Students are expected to document their week’s key learning points, areas for development, action points and progress notes on their LRS soon after each session. It is a live document and as the completion of the LRS is on-going, there is no submission deadline, but it is expected that the LRS is fully completed by the end of the term.
How Dr Mawani made this a formative assessment
To make this a formative assessment, Dr Mawani wanted to assess and comment on the progress of the students. However, traditional submission methods did not seem to allow for this assignment to be an on-going reflective exercise.
In order to be able to access their reflections, she opted for an online reflective journal, which students would share with her on Google Drive.
She provides feedback on the LRS at least two times in the term. The feedback includes asking questions to prompt students to reflect further and provide more clarity in their LRS.
To support this, Dr Mawani created:
- a template for a Learning Record Sheet
- guidance notes for students on how to complete each column of the LRS
- how to create a Google account, and how to make a copy of the LRS on Google Drive and then share it with her
The benefits for staff and students
Dr Mawani said:
"The LRS means a lot more work for me – which dispels the misperception, especially amongst students, that student-centred learning means the lecturer does less work. However, the LRS has proven to be a great assessment and teaching tool on several fronts:
- It encourages students to reflect on the significant learning points after each session, when the knowledge and discussion are still fresh in their minds.
- It prompts them to think about areas that they need to develop further – about what piqued their interest and what they will do to advance their knowledge.
- It provides these trainee teachers with an opportunity to think about how they can connect what they are learning to their teaching practice.
As students set their own parameters of success, they are self-directing their learning and enhancing areas that are of interest to them, which makes learning that much more meaningful."
STEP student Rozina said:
- "The Learning Record Sheet (LRS) helped me to reflect upon my learning, to articulate concise learning targets, and to develop a plan of action to achieve the targets. While undertaking this task, I identified gaps in my learning that I was able to address with the help of continuous feedback. This process was also beneficial in applying learning to my teaching practice."

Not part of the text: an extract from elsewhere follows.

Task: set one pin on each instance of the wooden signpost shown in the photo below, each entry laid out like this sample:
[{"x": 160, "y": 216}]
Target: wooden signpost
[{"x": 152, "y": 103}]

STEP student Sofia Ali said:
- "The document itself became a space for me to brainstorm ideas for future ventures, as well as a resource bank for my completed projects. Many of my action points manifested into actual projects that I continued to work on beyond the term."
Next steps for developing the Learning Record Sheet
Dr Mawani has incorporated the LRS as formative assessment into the other module that she leads, Modernity and Muslim Societies, with a few changes:
- The Progress Notes column has been replaced with Connections to Teaching Practice – this is essential as they are training to be teachers and need to be able to translate what they learn in the MA in the classes that they teach.
- To avoid students copying and pasting their class notes as key learning points, they are expected to provide no more than 3 key learning points.
Another addition is an 'overall reflection' that students complete after the last session. In about 300 words students answer the following questions:
- What areas have you already developed and what were the benefits of this?
- What has changed in your teaching approach?
- What will you be taking forward from this module to help you develop your knowledge and teaching further?
Dr Mawani's top tips for implementing LRS in your programme or module
- Familiarise yourself with Google Drive (creating and sharing documents; providing online feedback).
- Sometimes students are eager to continue discussions (even after the seminar time) to ensure they are equipped with enough information to complete their LRS so ensure you factor in time for this.
- On-going information on student progress means the LRS is a great way to identify students who may need additional support so use this opportunity.
- As there is no specific deadline (though the LRS should be completed on a weekly basis), some students need to be reminded to keep their LRS updated, so they don’t fall behind. Think of ways to remind them.